My hope was to use the 2D plot as a building block for a pseudo-3D rgl plot, however, incorporating the distributions into a third dimension (rgl or otherwise) is eluding me. Any thoughts?

Answer 1

Maybe this will help. (I've never been very happy with he ggplot paradigm so I'm showing a base graphics version that someone can translate.) I also thought adding the group means to the df-object confused things so I'm only using the oritignal df.

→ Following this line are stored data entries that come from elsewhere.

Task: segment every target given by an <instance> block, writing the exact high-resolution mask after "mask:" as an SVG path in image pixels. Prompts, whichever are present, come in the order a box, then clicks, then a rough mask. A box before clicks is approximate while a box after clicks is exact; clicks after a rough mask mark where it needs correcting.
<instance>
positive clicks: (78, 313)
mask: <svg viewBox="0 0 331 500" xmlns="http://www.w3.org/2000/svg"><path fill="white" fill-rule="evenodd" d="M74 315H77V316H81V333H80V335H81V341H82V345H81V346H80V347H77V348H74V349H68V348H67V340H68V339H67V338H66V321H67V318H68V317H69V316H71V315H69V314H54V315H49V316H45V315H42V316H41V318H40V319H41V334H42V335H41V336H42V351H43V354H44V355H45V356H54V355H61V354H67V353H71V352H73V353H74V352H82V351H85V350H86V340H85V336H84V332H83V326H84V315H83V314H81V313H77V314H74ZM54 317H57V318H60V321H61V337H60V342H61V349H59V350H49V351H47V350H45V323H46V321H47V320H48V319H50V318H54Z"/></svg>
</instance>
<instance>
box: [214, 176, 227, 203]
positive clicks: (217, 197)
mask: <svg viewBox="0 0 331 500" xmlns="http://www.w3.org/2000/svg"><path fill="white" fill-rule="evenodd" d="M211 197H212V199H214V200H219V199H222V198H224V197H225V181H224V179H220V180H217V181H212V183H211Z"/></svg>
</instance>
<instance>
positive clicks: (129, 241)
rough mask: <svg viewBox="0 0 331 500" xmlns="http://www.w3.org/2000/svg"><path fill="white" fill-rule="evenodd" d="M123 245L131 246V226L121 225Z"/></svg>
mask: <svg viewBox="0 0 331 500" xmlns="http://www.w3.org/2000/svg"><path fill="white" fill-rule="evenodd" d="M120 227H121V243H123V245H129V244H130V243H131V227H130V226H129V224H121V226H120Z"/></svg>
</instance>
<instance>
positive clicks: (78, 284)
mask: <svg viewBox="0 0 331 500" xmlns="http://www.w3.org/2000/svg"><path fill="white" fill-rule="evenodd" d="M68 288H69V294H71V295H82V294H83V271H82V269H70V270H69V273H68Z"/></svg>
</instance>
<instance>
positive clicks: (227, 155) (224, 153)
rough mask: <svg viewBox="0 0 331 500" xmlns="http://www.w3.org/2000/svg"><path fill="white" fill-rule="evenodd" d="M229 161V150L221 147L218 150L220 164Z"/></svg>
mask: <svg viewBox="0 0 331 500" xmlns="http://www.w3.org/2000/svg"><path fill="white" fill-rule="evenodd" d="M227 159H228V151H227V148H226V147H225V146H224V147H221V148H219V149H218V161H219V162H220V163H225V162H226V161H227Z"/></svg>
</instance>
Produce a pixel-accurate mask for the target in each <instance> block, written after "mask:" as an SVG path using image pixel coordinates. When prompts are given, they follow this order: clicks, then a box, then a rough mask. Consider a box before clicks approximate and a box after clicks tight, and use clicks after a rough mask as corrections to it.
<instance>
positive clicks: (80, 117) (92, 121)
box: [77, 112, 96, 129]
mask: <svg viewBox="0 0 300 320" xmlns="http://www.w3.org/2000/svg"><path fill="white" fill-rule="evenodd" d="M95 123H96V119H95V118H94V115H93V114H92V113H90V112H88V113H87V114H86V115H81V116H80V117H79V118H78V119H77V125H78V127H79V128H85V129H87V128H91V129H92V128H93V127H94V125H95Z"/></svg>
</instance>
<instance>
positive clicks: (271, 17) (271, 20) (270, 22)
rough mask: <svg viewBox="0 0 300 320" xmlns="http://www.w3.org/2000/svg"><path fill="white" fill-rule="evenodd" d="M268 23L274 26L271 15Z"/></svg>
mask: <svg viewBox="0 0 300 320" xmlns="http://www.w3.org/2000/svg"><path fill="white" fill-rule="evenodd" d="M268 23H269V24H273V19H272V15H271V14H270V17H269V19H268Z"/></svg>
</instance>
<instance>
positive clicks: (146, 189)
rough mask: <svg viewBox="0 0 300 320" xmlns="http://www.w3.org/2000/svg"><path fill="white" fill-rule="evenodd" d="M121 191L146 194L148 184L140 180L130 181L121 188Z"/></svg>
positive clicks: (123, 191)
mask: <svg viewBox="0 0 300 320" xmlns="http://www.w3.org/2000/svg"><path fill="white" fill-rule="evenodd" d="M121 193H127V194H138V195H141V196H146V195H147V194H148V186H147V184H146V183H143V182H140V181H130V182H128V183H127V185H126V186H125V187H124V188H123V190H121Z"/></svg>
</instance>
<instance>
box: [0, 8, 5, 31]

 aggregate(y~x,df, FUN=function(y) c(mn=mean(y),sd=sd(y))  )
#--------
    x       y.mn       y.sd
1 120  89.000000   7.615773
2 140 101.000000  12.476645
3 160 113.000000   8.294577
#----------
png(); plot(df, xlim=c(110,170) )
lines( x= 120 - 100*dnorm(seq(89-2*7.6,89+2+7.6,length=25), 89, 7.6), 
       y= seq(89-2*7.6,89+2+7.6,length=25) )
lines( x=140 - 100*dnorm(seq(101-2*12.5,101+2*12.5,length=25), 101, 12.5), 
       y- seq(89-2*7.6,101+2+12.5,length=25) );dev.off()

The basic strategy is to reverse the argument order (and expand the distribution value by multiplying by a factor on the scale of the plotted points) and then "translate" the distributions so they are adjacent to the points they are derived from.